09 octobre 2025

Le CNB obtient la dissolution judiciaire d'une société commerciale enfreignant les articles 54 et suivants de loi du 31 décembre 1971 et l'article 22 du code de déontologie des avocats

Exercice du droit

Par un arrêt en date du 30 septembre 2025, la Cour d'appel de Montpellier prononce la nullité et la dissolution d'une société commerciale non inscrite à un barreau ayant pour objet la délivrance de conseils juridiques. La Cour retient aussi la faute personnelle de la fondatrice et dirigeante de cette société.

Par assignation délivrée le 30 octobre 2023 après deux mises en demeure restées infructueuses, le CNB demandait au tribunal de commerce de Montpellier de voir juger illicite l'objet social d'une société par action simplifiée (SAS) immatriculée le 28 juillet 2021 au RCS d'Avignon, ayant pour objet le « conseil juridique digitalisé », de prononcer sa dissolution judiciaire et de juger responsable de ces manquements la dirigeante de cette société qui a la qualité d'avocate. 

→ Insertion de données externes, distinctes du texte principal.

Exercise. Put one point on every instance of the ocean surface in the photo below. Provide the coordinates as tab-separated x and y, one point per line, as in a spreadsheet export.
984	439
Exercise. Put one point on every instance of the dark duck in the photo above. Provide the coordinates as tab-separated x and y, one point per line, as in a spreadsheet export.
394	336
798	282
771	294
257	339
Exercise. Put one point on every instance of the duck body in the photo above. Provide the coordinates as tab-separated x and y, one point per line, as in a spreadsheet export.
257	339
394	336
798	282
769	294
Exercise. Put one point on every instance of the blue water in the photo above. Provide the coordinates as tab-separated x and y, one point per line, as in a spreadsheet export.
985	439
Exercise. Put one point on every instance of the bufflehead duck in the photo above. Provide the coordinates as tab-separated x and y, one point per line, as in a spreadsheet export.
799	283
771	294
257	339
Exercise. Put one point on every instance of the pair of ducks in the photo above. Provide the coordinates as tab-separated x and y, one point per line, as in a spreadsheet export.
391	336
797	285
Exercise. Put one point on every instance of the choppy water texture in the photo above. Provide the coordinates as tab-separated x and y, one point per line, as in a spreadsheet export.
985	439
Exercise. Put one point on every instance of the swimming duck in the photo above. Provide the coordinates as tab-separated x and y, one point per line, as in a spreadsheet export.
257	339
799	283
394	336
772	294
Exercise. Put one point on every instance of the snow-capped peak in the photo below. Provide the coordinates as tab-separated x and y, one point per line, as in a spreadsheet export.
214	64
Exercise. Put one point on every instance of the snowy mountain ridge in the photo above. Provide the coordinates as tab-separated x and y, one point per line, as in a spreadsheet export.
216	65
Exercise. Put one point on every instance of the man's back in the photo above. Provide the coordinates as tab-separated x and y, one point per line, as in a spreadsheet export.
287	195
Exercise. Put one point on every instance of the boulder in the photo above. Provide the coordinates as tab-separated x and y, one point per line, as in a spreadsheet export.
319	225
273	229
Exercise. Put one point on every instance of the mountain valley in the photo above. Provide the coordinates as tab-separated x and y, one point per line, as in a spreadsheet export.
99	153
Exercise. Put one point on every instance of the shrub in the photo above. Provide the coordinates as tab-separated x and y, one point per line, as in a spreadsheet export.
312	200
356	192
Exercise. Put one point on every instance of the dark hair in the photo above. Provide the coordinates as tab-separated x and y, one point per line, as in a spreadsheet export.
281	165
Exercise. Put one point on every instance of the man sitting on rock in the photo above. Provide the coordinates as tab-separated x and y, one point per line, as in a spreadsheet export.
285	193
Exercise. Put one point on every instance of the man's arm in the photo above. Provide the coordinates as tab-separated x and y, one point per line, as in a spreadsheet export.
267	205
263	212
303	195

Pour le CNB, les statuts conféraient à cette société une activité de délivrance à titre habituel et rémunérée de consultations juridiques et de rédaction d'actes sous seing privé pour autrui, alors que cette société n'était pas inscrite au tableau d'un barreau et comptait parmi ses associés des personnes n'ayant pas la qualité d'avocat. 

La partie défenderesse faisait valoir, à l'inverse, que l'activité exercée par cette société relevait des activités commerciales accessoires autorisées aux avocats en application des dispositions de l'article 111 du décret du 27 novembre 1991, reprises à l'article 22 du code de déontologie des avocats, et qu'en tout état de cause, l'objet social de ladite société avait été régularisé postérieurement à l'assignation.

Par jugement du 25 novembre 2024, le tribunal de commerce de Montpellier a jugé que les « ajustements réalisés par la société répondaient aux exigences de conformité à la loi et à la déontologie de la profession d'avocat », déboutant de ses demandes le CNB, lequel était également condamné à payer 1 500 euros sur le fondement de l'article 700 du CPC.

Infirmant le précédent jugement, la Cour d'appel constate que l'objet statutaire de cette société commerciale non inscrite à un ordre d'avocats lui conférait une activité de délivrance d'avis personnalisés à sa clientèle, si bien qu'elle revêtait un caractère illicite au regard des dispositions des articles 54 et suivants de la loi n° 71-1130 du 31 décembre 1971, et de l'article 22 du code de déontologie des avocats.

Pour la Cour, le caractère illicite de l'objet social doit s'apprécier au moment de la création de la société, et non a posteriori comme le soutenait la partie adverse, de sorte que la modification postérieure des statuts de la société, invoquée par les intimées, était inopérante à rendre son objet social licite. 

La Cour rappelle que l'exercice d'une activité commerciale dérogatoire est strictement réservé aux avocats et que ladite société n'étant pas une société d'avocats, elle ne pouvait donc se prévaloir de ce fondement pour justifier de la légalité de ses activités. En l'espèce, la dirigeante n'avait pas informé le conseil de l'ordre du barreau dont elle relève dans le délai de trente jours suivant le début de l'activité concernée.

Constatant l'illicéité de l'objet social de cette société, la Cour d'appel de Montpellier déclare la nullité du contrat de société et prononce sa dissolution judiciaire en ordonnant l'ouverture des opérations de liquidation de la société et en désignant un liquidateur. 

La Cour retient aussi la faute personnelle détachable de la présidente de la société en ce qu'elle prétendait de comprendre les exigences du CNB, alors qu'elle ne partageait pas son analyse de l'illicéité de l'objet social de la société et entendait poursuivre l'activité irrégulièrement exercée. 

La société et sa présidente sont condamnées à verser au CNB la somme de 1 euro symbolique en réparation de ses agissements qualifiés par la Cour de « peu confraternels » ainsi que la somme de 5 000 euros sur le fondement de l'article 700 du CPC.

La Cour ordonne également la fermeture sous astreinte du site https://sosavosdroits.fr/ exploité par cette société dans le délai d'un mois à compter de la signification du présent arrêt. Ce site internet induit une grave et dommageable confusion dans l'esprit du public, avec l'exercice de la profession réglementée d'avocat. 

En revanche, la Cour rejette la demande du CNB de publication de la décision et déboute la partie défenderesse de sa demande reconventionnelle tendant à l'octroi de dommages-intérêts pour procédure abusive.